Mesrine ressuscité

Par le 22 novembre 2008

Récemment, on a beaucoup parlé de Jacques Mesrine. Un peu moins du film. On a débattu avec ardeur de la pertinence de l’affiche et sa ressemblance avec le Christ. Un peu moins de la prestation (hors-norme) de Vincent Cassel. On a discuté, démêlé, chicané sur certains faits, certaines scènes, avérées ou non, du dyptique. Mais on a oublié que le film de Richet était une fiction. Un pur moment de cinéma.

Mesrine, un bon, une brute, un truand ? Et puis, mince, on s’en fout. Que le film, essentiellement L’ennemi public n°1, fasse la propagande d’une certaine légitimité de son personnage principal, qu’à travers une objectivité proclamée, apparaissent des petits mouvements de caméra sympathiques pour son héraut, est finalement désuet. Jean-François Richet a pris la liberté de donner son point de vue de Jacques Mesrine : un gangster sombre et violent au commencement, associé à un fanfaron épicurien et louable dans ses dernières années. Deux Mesrine pour deux films différents. Deux points de vue d’un homme pour des milliers d’interprétations.
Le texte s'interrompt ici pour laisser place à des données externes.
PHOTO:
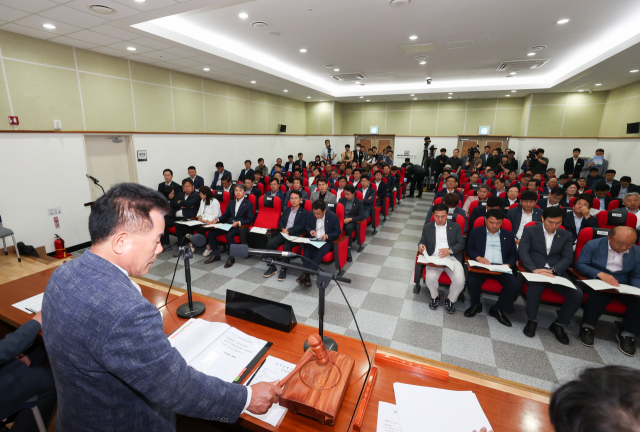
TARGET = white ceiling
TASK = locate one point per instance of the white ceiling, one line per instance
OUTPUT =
(599, 44)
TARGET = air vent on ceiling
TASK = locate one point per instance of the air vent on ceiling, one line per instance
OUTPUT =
(459, 44)
(417, 48)
(102, 9)
(349, 77)
(521, 64)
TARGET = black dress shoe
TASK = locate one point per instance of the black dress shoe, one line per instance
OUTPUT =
(473, 311)
(586, 336)
(416, 288)
(213, 258)
(530, 328)
(627, 344)
(559, 333)
(500, 316)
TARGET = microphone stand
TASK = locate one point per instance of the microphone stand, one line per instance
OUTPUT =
(322, 282)
(191, 309)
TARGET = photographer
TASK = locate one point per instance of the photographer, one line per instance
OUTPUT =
(537, 162)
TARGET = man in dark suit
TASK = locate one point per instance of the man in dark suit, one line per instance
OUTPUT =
(368, 197)
(450, 186)
(353, 212)
(292, 222)
(168, 181)
(609, 180)
(481, 211)
(579, 216)
(239, 212)
(195, 178)
(546, 249)
(614, 260)
(23, 375)
(186, 206)
(382, 189)
(323, 225)
(523, 214)
(246, 173)
(113, 364)
(554, 199)
(441, 238)
(573, 166)
(216, 184)
(493, 245)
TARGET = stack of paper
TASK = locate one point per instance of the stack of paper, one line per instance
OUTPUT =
(426, 408)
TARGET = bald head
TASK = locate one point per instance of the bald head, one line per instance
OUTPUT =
(621, 239)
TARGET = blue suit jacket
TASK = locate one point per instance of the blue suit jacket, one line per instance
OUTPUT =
(593, 260)
(114, 367)
(331, 225)
(477, 243)
(217, 176)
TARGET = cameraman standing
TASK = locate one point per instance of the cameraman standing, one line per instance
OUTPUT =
(537, 162)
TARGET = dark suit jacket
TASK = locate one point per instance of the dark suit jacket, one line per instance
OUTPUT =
(246, 173)
(454, 238)
(477, 244)
(244, 215)
(357, 211)
(515, 215)
(331, 225)
(192, 203)
(593, 260)
(569, 224)
(217, 176)
(615, 187)
(533, 249)
(299, 223)
(177, 188)
(569, 169)
(104, 359)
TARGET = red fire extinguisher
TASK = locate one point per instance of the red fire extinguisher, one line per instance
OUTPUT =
(61, 251)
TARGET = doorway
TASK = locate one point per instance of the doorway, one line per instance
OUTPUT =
(111, 160)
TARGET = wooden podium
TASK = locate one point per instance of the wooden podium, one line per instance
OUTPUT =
(316, 387)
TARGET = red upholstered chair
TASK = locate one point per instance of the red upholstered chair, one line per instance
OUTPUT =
(614, 218)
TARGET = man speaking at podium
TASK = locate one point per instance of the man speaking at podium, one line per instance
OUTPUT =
(113, 365)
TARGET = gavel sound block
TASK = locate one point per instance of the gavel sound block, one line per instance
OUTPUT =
(316, 387)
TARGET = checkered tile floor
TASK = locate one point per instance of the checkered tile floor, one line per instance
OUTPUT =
(389, 314)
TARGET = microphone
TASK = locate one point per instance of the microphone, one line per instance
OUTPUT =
(243, 251)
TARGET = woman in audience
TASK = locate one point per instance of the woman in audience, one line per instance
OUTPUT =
(582, 185)
(571, 189)
(208, 212)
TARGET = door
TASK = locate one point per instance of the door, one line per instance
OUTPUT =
(109, 162)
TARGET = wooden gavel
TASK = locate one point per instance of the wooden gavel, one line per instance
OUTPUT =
(317, 351)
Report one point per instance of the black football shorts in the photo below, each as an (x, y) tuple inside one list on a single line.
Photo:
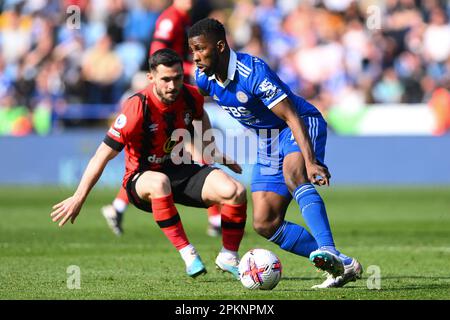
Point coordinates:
[(186, 182)]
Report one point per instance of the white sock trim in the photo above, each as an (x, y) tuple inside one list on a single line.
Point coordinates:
[(120, 205), (228, 254)]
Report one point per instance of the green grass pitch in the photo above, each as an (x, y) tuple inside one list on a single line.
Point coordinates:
[(405, 232)]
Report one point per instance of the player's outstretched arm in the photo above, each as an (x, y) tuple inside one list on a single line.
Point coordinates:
[(317, 174), (70, 207)]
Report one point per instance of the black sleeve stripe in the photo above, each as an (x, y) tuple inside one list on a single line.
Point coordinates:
[(169, 222), (113, 143), (233, 225), (166, 42)]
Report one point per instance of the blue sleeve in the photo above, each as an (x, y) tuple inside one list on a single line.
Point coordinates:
[(266, 85)]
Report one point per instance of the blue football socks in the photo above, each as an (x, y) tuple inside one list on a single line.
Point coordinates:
[(314, 213), (294, 238)]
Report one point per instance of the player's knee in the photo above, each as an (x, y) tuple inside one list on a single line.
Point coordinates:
[(240, 195), (265, 228), (294, 180), (233, 192), (159, 184)]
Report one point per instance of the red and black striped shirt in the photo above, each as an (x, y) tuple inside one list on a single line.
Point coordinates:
[(145, 126)]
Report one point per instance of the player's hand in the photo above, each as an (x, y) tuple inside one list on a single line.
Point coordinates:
[(318, 175), (230, 163), (66, 209)]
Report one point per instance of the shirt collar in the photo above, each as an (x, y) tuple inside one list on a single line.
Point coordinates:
[(231, 67)]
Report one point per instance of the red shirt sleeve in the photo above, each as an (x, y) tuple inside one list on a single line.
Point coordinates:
[(126, 125), (164, 34)]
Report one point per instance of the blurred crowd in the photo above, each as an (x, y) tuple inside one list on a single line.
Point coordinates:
[(58, 53)]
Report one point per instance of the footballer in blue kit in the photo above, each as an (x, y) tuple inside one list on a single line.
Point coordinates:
[(292, 136)]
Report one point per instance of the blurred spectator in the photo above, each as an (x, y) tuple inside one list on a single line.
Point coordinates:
[(324, 49), (101, 69), (388, 89)]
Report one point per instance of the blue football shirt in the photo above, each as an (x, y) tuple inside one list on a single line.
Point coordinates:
[(250, 91)]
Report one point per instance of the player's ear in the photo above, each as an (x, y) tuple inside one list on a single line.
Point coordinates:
[(221, 46), (151, 77)]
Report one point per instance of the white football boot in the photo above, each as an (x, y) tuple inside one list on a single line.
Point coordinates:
[(113, 219), (228, 263), (352, 272), (328, 261)]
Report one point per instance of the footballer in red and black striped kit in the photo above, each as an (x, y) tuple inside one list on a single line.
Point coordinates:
[(152, 181), (146, 124)]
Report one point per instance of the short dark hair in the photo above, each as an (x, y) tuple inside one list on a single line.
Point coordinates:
[(166, 56), (209, 28)]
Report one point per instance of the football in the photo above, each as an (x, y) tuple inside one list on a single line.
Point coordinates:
[(260, 269)]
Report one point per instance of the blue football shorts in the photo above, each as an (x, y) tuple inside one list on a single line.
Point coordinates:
[(268, 171)]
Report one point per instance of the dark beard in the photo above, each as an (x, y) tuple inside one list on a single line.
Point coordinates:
[(165, 100)]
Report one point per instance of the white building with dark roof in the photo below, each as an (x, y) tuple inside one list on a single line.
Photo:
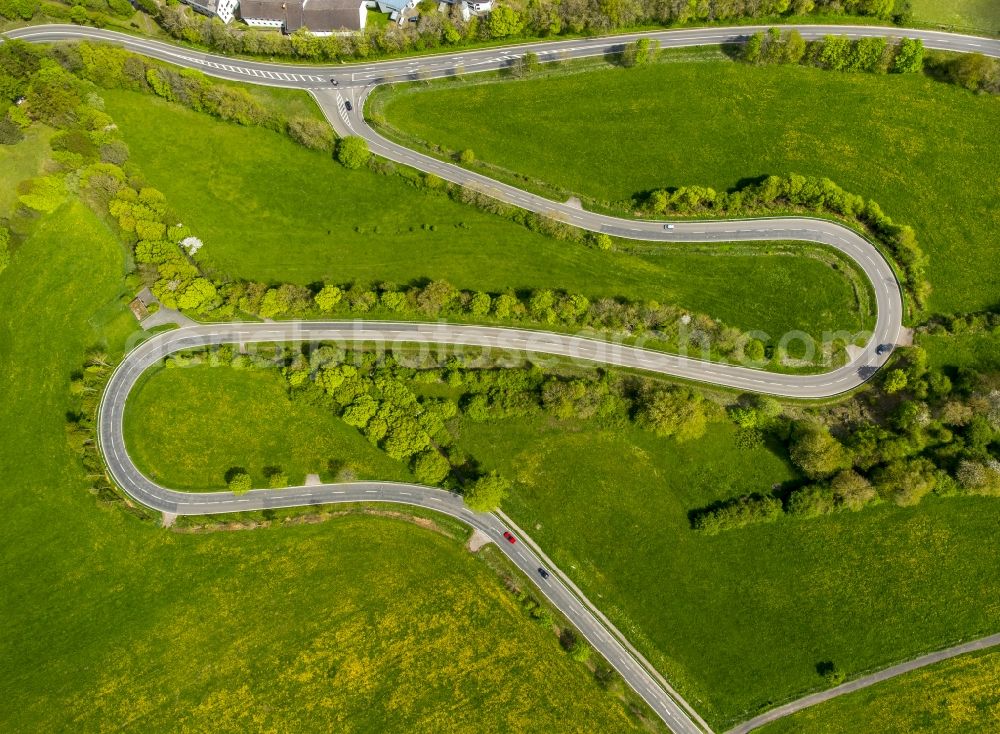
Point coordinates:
[(321, 17), (222, 9)]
Mesrine, le film. Dès les premiers moments de L’instinct de mort, Richet dévoile une patte, un ton, une mise en scène nerveuse et percutante. A la manière d’un Michael Mann, sa caméra est mouvante, et ne s’essoufle jamais. La force de Mesrine, c’est sa capacité à s’extirper des temps morts avec une facilité déconcertante. Les évasions de chaque prison sont filmées avec une tension palpable, qui mêle le spectateur à la fuite de Mesrine et aux moyens d’y accéder. Richet transpose les passages intimes de la vie de Mesrine (ses parents, ses amours, sa fille) à des scènes d’action brutales, sans transition, avec cette même nervosité qui le caractérise tout au long du dyptique. On ne sort pas heureux d’une projection comme Mesrine. On sort troublé.
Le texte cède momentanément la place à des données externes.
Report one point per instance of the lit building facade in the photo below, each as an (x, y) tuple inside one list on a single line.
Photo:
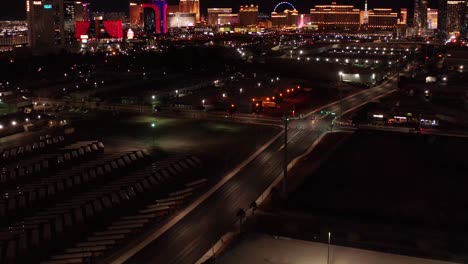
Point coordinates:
[(155, 17), (190, 6), (404, 16), (330, 17), (248, 15), (289, 18), (213, 14), (181, 20), (420, 16), (45, 23), (442, 19), (303, 20), (228, 19), (74, 11), (382, 19), (455, 15), (432, 15), (136, 15)]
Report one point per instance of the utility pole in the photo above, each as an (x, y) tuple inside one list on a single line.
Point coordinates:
[(285, 172)]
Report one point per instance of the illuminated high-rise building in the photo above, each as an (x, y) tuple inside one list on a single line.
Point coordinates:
[(366, 14), (248, 15), (73, 11), (420, 16), (442, 19), (329, 17), (213, 15), (382, 19), (136, 14), (45, 23), (155, 17), (455, 15), (432, 18), (404, 16), (180, 20), (289, 18), (190, 6)]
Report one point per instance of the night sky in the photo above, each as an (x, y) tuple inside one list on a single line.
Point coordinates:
[(15, 9)]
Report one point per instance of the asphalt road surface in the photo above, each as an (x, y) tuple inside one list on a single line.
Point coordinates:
[(195, 234)]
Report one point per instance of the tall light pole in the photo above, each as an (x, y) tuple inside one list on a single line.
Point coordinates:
[(153, 126), (285, 171), (328, 253), (339, 94)]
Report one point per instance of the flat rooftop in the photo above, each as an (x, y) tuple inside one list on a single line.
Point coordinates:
[(257, 249)]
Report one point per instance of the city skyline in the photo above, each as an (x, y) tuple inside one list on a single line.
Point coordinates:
[(15, 10)]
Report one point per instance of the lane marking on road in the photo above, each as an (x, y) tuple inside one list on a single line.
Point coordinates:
[(290, 139), (127, 252)]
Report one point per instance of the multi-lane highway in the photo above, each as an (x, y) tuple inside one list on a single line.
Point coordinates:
[(193, 235)]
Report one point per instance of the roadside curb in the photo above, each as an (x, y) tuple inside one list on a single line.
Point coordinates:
[(126, 253)]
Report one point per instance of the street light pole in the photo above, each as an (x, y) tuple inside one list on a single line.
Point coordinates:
[(285, 172), (328, 253)]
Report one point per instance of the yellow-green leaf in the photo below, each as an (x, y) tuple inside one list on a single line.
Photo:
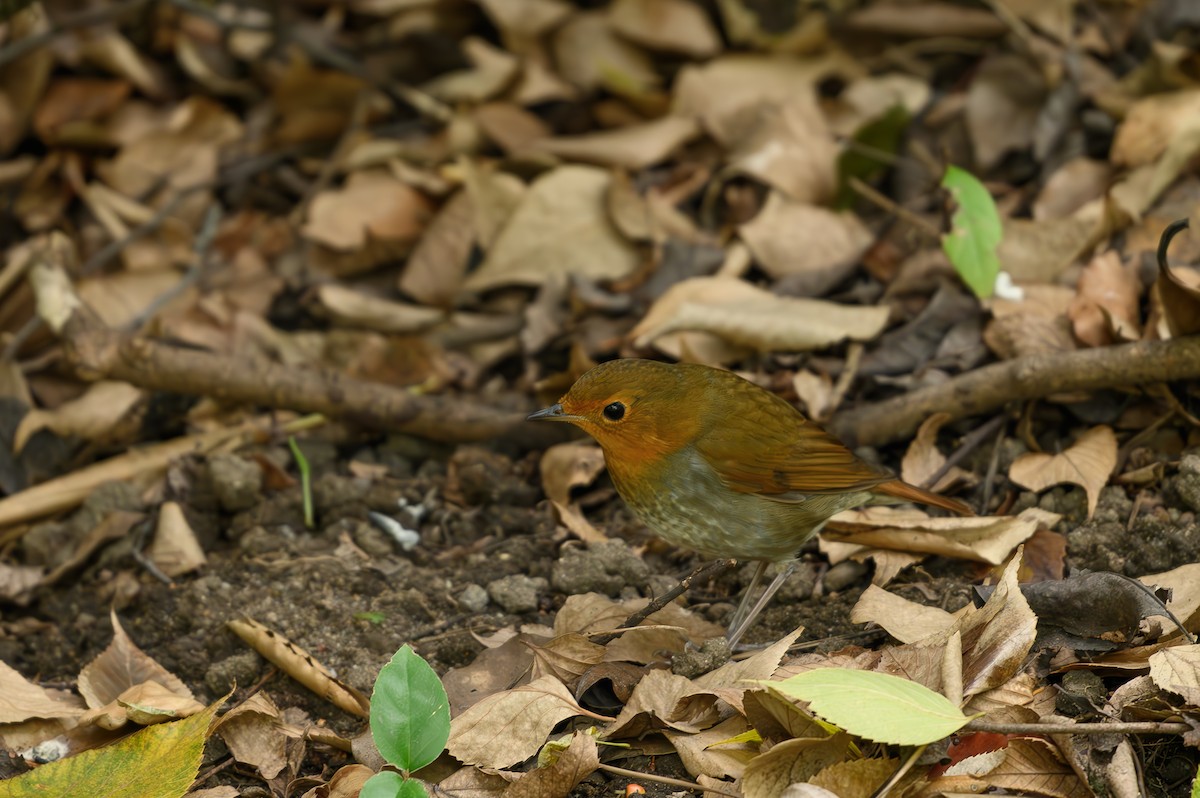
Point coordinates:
[(156, 762), (876, 706)]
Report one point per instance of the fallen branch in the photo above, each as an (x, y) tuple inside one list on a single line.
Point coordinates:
[(988, 389), (102, 353)]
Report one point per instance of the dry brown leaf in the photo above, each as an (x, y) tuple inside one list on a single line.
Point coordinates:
[(372, 204), (923, 459), (1152, 124), (790, 148), (559, 227), (175, 549), (670, 25), (1002, 107), (436, 269), (492, 70), (793, 761), (747, 316), (568, 466), (252, 732), (353, 309), (1107, 307), (591, 55), (91, 417), (121, 666), (22, 700), (509, 727), (796, 239), (1177, 670), (904, 619), (1033, 251), (565, 771), (984, 539), (1072, 186), (721, 91), (1087, 463), (633, 147)]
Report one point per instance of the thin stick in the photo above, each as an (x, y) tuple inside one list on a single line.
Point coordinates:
[(669, 780), (970, 442), (990, 388), (699, 576), (1139, 727)]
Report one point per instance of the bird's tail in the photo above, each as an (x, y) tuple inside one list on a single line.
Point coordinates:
[(906, 492)]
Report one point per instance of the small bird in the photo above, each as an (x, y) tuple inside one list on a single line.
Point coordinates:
[(711, 461)]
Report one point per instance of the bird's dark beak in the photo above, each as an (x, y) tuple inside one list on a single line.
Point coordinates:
[(553, 413)]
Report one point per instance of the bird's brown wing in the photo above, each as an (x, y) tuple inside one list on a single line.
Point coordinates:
[(768, 448)]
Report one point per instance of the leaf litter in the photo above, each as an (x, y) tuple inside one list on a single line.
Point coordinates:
[(456, 203)]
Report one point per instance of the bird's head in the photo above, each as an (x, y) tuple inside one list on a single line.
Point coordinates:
[(636, 409)]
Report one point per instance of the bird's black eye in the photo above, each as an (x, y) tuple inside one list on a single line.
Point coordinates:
[(615, 412)]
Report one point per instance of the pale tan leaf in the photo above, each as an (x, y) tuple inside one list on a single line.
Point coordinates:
[(790, 148), (633, 147), (492, 70), (747, 316), (373, 203), (791, 238), (1087, 463), (923, 457), (1177, 670), (904, 619), (121, 666), (568, 466), (22, 700), (723, 90), (1039, 251), (91, 417), (671, 25), (561, 227), (1152, 124), (591, 55), (436, 269), (559, 778), (353, 309), (509, 727), (983, 539), (174, 549)]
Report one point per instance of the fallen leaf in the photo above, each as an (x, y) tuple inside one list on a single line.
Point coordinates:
[(1087, 463), (559, 227), (790, 238), (747, 316), (373, 203), (1105, 307), (509, 727), (670, 25)]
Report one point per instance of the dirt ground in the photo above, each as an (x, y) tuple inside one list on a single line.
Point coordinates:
[(348, 594)]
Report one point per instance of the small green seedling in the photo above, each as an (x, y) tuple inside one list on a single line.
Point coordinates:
[(977, 231), (305, 481), (409, 723)]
Cassel, et les autres. Les plus grands rôles sont souvent ceux qui suggèrent les plus grandes transformations. Dans L’ennemi public n°1, Vincent Cassel, celui-là même qui ironisait De Niro dans La Haine, rasé à blanc et survet’ Adidas d’occasion, se métamorphose à chaque plan, à chaque scène. Si Mesrine excellait dans l’art des déguisements, Cassel surprend dans l’implication et la force de son jeu d’acteur. Fine moustache et raie sur le côté façon Guerre d’Algérie, chauve sur le dessus et vingt kilos dans la bedaine, ou frisettes et pull à col roulé rouge, Cassel illumine le film de son talent et s’allie à la puissance de la caméra de Richet, pour une implication totale dans l’histoire, et la personnalité de Jacques Mesrine.
A côté, un casting inouï, toutefois des seconds rôles qui passeraient presque pour des figurants à côté de M. Vincent. Depardieu en mafioso – initiateur – sans scrupules – avec valeurs – de la carrière de Mesrine, Mathieu Amalric en François Bes, compagnon de route et d’évasion, qui parle avec les yeux et Ludivine Sagnier, en fille facile et influençable, amoureuse transie du gangster. Tous bons, et pourtant tous seconds.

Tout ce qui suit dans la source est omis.